The relevance of quantumness is mostly associated with computing. Yet, life’s relation to the quantum is equally profound.
Connecting relativistic worldlines, thermodynamics, and temporal awareness, we focus on the functional role of entropy production—information or energy dissipation. Organic life can be viewed as a dissipative clock, in which decoherence underwrites a personal operational present linked to memory functions. No dissipation, means no clocks, and no life.
Hence, our perception of time and sense of self are argued to be deeply influenced by quantum decoherence and dissipation. We further argue that the Pauli exclusion principle enables the existence of distinguishable objects, grounding both evolution and logic through the principle of noncontradiction.
In short, life's quantumness differs in levels, but it is classical in operation.
1. Introduction
A single second of time can seem like a quick and short moment, but it can also feel like an eternity when bored or during an exhilarating experience. Research shows this depends on our memory formation: the more consecutive moments you store in your biological memory, the longer the event seems to endure. Since our memory is a physiological system, it will use energy and create heat exhibiting entropy production, just like a mechanical machine. Besides mental effort, memory functions in essence involve increased physiological activity and some heat as well.
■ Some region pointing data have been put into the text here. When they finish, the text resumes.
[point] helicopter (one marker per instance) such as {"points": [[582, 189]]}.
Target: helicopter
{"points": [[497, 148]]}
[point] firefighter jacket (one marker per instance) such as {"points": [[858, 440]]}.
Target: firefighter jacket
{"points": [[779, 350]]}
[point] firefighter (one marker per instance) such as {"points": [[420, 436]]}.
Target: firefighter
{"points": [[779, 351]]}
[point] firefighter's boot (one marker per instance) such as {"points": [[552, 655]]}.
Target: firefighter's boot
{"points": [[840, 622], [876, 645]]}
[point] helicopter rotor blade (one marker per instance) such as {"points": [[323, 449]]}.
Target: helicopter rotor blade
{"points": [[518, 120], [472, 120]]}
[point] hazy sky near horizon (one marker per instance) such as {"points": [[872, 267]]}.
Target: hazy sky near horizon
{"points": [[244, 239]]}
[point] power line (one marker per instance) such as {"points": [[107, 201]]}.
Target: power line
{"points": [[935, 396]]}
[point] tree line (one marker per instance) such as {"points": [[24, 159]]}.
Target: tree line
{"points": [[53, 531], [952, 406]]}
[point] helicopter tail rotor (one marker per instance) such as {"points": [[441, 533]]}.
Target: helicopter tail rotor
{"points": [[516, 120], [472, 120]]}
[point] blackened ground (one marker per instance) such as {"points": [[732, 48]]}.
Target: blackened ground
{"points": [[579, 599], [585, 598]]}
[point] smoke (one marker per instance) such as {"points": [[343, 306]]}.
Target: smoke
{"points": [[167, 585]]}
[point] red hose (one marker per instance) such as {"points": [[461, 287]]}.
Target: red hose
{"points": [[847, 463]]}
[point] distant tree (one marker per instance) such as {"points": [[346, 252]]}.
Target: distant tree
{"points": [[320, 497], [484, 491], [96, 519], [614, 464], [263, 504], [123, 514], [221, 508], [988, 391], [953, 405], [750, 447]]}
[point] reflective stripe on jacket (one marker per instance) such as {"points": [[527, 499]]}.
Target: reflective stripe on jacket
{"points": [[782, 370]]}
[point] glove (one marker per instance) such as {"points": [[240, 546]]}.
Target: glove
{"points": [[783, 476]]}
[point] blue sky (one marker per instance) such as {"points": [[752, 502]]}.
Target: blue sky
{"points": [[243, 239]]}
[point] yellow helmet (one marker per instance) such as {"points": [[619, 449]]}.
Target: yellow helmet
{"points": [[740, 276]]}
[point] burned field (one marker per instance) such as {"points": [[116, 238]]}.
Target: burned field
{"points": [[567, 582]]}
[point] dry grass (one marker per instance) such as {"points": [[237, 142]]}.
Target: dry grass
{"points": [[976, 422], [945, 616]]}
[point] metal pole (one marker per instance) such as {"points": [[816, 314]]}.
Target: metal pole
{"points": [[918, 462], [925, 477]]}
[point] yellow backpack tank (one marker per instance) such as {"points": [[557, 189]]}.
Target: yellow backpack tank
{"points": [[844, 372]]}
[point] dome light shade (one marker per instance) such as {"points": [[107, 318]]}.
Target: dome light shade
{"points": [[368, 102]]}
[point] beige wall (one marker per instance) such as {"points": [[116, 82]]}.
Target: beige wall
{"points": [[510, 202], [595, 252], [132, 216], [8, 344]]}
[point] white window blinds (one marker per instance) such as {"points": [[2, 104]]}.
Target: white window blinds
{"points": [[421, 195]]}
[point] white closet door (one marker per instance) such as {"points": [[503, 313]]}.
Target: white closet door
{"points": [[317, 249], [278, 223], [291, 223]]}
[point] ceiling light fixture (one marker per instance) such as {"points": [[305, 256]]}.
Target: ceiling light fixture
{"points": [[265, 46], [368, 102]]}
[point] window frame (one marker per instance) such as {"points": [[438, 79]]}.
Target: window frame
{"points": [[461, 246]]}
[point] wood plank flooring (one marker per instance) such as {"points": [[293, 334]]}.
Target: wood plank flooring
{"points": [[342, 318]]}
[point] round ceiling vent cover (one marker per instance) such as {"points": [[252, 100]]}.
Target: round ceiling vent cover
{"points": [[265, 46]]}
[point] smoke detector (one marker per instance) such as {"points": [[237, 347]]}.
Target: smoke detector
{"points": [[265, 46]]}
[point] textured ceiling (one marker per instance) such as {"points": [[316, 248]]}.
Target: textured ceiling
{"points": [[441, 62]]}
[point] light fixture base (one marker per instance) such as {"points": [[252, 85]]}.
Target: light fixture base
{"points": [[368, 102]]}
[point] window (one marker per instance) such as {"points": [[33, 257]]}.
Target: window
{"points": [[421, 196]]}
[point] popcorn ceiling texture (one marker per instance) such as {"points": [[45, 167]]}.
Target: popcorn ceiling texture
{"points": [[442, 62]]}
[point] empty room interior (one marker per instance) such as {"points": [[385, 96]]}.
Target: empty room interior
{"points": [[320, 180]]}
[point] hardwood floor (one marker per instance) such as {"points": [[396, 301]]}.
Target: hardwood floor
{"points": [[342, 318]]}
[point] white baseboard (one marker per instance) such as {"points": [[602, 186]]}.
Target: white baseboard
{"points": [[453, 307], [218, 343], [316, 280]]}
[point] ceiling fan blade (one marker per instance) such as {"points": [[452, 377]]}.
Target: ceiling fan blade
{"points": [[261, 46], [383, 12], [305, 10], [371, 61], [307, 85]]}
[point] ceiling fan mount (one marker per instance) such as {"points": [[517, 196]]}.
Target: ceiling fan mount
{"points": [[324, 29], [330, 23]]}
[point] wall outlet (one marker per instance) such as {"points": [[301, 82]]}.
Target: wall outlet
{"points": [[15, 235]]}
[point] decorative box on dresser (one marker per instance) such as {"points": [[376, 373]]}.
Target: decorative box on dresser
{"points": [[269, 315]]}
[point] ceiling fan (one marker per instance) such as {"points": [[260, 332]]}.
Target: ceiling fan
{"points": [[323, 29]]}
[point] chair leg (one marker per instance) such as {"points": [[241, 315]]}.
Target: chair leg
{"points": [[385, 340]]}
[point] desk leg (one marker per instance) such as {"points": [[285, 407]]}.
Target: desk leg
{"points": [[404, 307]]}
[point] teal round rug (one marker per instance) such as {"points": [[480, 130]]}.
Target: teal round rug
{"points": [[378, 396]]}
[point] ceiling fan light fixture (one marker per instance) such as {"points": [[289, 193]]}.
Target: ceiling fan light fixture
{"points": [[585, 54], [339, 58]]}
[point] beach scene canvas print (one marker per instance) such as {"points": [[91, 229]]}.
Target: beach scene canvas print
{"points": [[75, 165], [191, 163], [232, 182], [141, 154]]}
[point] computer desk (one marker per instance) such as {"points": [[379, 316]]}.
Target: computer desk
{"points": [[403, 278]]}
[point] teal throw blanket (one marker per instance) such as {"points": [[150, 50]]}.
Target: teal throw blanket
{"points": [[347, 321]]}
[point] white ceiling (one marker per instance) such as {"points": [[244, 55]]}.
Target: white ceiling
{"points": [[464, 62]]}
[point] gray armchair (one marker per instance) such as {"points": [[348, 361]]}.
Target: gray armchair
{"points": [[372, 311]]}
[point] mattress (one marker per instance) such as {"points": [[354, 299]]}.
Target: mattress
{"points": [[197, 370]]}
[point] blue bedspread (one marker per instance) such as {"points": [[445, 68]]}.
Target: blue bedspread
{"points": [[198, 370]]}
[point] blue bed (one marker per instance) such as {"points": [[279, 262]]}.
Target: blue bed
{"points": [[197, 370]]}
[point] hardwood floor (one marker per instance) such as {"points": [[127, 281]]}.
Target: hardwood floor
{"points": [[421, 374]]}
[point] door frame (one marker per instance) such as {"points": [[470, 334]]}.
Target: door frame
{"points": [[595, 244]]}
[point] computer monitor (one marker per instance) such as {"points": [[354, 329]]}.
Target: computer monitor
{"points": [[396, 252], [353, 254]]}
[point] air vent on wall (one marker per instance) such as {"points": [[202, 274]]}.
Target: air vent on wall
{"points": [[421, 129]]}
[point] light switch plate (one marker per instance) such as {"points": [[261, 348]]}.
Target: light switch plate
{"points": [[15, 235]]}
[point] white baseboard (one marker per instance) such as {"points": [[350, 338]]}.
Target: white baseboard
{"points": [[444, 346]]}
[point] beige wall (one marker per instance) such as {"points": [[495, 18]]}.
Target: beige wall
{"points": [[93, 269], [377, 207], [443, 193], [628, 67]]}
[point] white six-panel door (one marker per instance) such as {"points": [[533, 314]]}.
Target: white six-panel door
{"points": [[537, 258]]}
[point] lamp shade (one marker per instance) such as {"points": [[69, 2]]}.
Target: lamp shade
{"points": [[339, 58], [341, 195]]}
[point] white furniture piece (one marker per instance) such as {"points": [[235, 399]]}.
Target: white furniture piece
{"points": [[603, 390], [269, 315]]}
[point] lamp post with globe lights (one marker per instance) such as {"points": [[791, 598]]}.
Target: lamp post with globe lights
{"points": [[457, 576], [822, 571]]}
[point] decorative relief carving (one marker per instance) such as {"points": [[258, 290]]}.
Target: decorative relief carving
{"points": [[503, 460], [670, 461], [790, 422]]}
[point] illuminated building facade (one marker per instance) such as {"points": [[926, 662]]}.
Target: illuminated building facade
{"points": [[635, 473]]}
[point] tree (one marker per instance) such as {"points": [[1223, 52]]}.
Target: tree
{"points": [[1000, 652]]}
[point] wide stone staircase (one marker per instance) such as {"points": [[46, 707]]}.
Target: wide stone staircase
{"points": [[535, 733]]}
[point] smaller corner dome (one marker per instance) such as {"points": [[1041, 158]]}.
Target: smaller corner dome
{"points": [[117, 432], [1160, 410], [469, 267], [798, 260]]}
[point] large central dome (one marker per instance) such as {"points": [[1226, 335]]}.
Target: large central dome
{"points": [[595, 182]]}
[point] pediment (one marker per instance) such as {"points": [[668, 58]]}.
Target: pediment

Each dissipative creation of memory fragments is like the beat of a clock in time, because our experience of how quickly time passes is linked to how many memory fragments are created within a given timeframe. Tracking time—or counting—is therefore dissipative and produces entropy. The biological phenomenon of tracking time by capturing physiological memory fragments is also vividly captured in the annual rings of a tree, which record the Earth’s yearly orbit around the Sun.
The process can be illustrated by the ideal pendulum as a clock: without counting the beats of the swing, time does not seem to move forward—but it neither moves backward because of the movement’s inherent property of time symmetry, which means the laws of physics remain unchanged if time is reversed. Only after we count the beats does a time asymmetry arise where the final state is not the same as the initial state.
This makes us wonder: if one follows the pendulum’s swing without counting the beats, according to time symmetry, it must surely induce a confusing sense of timelessness—which could well be the mysterious secret behind the classic parlor trick of the watch’s hypnotizing sway. This remains a thought experiment however, but it sets the stage for our exploration of time, sense of self, and how they could be related to quantum mechanics in what follows.
Being an organic physiological system, the brain can in this sense be compared to a thermodynamic “machine” due to its continuous process of memory formation. We suggest that because of the relation between memory and time, it can also be modeled as a dissipative clock. The evoked memory of the simultaneously felt collection of sensory inputs of the moment that we experience as the present moment is thus in fact a physiological and thermodynamic phenomenon.
By physically stacking these memory fragments in time, your brain’s surroundings’ entropy will increase through the brain’s dissipation—however slightly—while at the same time your mental perception empirically gives time a direction. Such is the surprising relationship between an organism’s awareness of a "moving present," and memory creation as a physical form of counting in (and implicitly of) time, and our movement along our timeline.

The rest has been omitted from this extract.